Le frasi sono brevi. Quasi lapidarie, scolpite. Intense.
I paragrafi sono brevi. Descrittivi di un ricordo, di un momento di vita, di una pulsione, di una speranza.
Il libro è breve: 65 pagine piene di vita, di paura, di desideri, di ricerca dell’amore, di lotta contro la morte.

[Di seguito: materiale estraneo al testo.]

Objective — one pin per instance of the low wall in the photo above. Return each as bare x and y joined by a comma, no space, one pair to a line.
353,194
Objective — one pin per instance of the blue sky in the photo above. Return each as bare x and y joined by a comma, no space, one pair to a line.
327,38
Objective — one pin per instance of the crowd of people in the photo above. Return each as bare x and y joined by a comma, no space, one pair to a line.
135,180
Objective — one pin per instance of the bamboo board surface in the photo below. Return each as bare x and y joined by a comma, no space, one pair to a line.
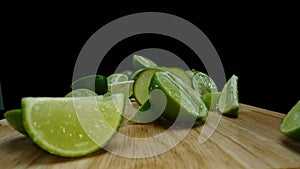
252,140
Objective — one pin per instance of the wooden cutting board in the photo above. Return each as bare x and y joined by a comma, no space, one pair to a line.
252,140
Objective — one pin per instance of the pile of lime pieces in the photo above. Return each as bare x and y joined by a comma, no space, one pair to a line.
86,119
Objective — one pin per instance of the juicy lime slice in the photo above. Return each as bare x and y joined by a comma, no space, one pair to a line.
81,93
203,83
179,98
229,101
72,126
290,125
142,83
179,73
97,83
14,118
125,87
140,62
116,77
211,100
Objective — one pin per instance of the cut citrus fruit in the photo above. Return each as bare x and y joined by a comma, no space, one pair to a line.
140,62
72,126
97,83
229,101
142,83
81,93
290,125
181,100
179,73
203,83
14,118
211,100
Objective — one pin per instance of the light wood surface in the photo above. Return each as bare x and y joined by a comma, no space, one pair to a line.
252,140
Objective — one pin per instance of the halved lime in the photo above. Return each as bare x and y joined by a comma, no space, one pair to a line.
180,99
14,118
97,83
140,62
203,83
290,125
81,93
211,100
179,73
72,126
229,101
142,83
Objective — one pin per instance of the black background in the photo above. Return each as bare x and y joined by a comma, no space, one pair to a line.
257,43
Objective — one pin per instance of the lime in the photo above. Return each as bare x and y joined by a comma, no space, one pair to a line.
81,93
97,83
290,125
72,126
140,62
211,100
14,118
128,73
116,77
179,73
203,83
142,83
181,99
229,101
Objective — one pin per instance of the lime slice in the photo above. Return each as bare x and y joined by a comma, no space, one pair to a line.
81,93
203,83
140,62
211,100
179,73
128,73
125,87
229,101
97,83
142,83
179,98
14,118
116,77
290,125
72,126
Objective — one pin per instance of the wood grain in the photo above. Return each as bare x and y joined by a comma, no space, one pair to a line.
252,140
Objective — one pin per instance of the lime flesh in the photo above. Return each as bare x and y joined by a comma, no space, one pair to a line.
229,101
62,126
290,125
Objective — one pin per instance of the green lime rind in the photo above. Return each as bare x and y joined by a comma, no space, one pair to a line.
61,126
141,85
15,119
97,83
203,83
145,114
211,100
140,62
290,125
180,73
81,93
229,100
177,98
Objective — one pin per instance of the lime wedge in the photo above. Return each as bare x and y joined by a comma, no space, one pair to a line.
142,83
140,62
63,126
211,100
97,83
229,101
14,118
179,96
203,83
81,93
290,125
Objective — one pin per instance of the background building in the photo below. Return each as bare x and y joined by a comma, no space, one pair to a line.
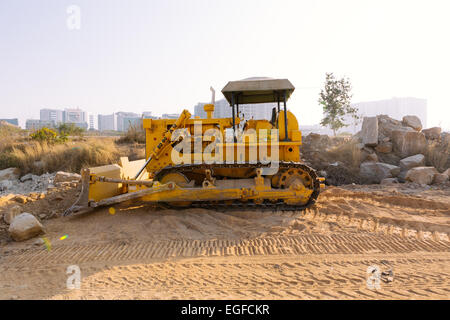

Il volume ha un titolo che fa pensare a una storia d’amore: L’angelo custode. E, in effetti, per quanto strano possa sembrare, il libro parla dell’amore (e dell’odio) tra l’io narrante e la sua malattia, l’AIDS. Una malattia contratta nel fiore degli anni e combattuta con i farmaci e con la voglia di vivere che si traduce in ricerca di altri corpi, di amore e calore.
Un libro, quello di Stefano Simonini davvero bello. Vero. 
Un ininterrotto dialogo con il virus, con se stesso, con gli altri. Un dialogo che non ha soluzione di continuità, cosicché, spesso, il lettore fatica a capire (o non capisce) quando l’autore si stia rivolgendo al virus, quando a se stesso e quando agli altri. Questo perché, in fondo, non ha molta importanza a chi certe verità vengano dette: l’importante è dirle, quelle verità: la paura di morire, la voglia di vivere, il desiderio di amare e di essere amati. Ma, soprattutto, la voglia di una vita “normale”, di una vita da condividere con qualcuno; la stessa voglia che hanno molti omosessuali, al di là della loro condizione di salute.